Watch them as they walk past this window. Does that look like the earnest pursuit of any object in life? If so, they certainly won't catch it. Look at their bare arms,—candle-dips, No. 8.

No "right" of women is so precious, so vital to their welfare, present and future, as the right to work.

Even if a girl had no other object in life than to get a husband, no investment would pay like an occupation. It would give her independence and dignity. Margaret Fuller says:—

"That the hand may be given with dignity, she must be able to stand alone."

Nothing disgusts young men like the undisguised eagerness with which their advances are met. Is a young man a "catch?" send him to Saratoga and watch a few days.
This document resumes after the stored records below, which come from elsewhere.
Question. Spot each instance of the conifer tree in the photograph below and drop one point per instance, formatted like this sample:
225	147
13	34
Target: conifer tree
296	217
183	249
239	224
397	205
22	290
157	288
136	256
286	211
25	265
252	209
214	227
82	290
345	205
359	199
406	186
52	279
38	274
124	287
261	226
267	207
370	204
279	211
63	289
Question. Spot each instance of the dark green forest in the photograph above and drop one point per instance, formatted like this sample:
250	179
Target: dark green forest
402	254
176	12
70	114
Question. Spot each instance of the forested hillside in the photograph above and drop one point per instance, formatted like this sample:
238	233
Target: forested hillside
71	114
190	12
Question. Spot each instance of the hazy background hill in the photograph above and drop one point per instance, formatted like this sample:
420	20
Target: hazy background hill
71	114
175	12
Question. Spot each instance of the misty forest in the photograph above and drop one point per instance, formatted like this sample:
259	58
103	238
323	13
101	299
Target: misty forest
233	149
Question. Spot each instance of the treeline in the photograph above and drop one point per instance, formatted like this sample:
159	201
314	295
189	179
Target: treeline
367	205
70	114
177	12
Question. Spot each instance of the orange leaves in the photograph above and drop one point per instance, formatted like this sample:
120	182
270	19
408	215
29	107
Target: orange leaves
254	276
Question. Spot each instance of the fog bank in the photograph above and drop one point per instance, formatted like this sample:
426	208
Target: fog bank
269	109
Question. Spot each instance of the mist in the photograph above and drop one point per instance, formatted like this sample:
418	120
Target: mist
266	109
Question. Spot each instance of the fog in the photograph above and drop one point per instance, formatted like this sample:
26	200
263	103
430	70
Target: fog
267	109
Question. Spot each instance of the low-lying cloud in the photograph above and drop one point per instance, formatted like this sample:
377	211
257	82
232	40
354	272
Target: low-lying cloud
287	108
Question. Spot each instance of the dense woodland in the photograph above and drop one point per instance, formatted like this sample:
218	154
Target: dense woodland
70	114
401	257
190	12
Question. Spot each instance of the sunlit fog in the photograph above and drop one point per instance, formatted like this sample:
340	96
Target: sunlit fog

The girls do not get down on their knees at his feet, and implore him to take pity on them and marry them, but they do everything else that can be conceived of.

In order that women may marry generally, and without sacrificing themselves, that their hearts may determine their choice; to the end that marriage may be true marriage, and not a contract for board, women must not be compelled to choose between marriage and starvation.

Of course you will say that men despise working-women, that they pass them by on the other side, and seek ladies; by which you mean such girls as have no regular occupation. For a consideration of this point, the reader is referred to the article, "A Short Sermon about Matrimony."

WORK IS FOR THE POOR.

We all know that happiness comes of occupation; and the work must not be irregular and occasional, and such as we have to look up for exercise, but it must be regular; and, to produce the best results, it must not be optional, but imperative.

What an ingenious device of the spirit of caste to represent that work is a badge of the low class. How he cheats the possessors of wealth out of all happiness by this mean lie.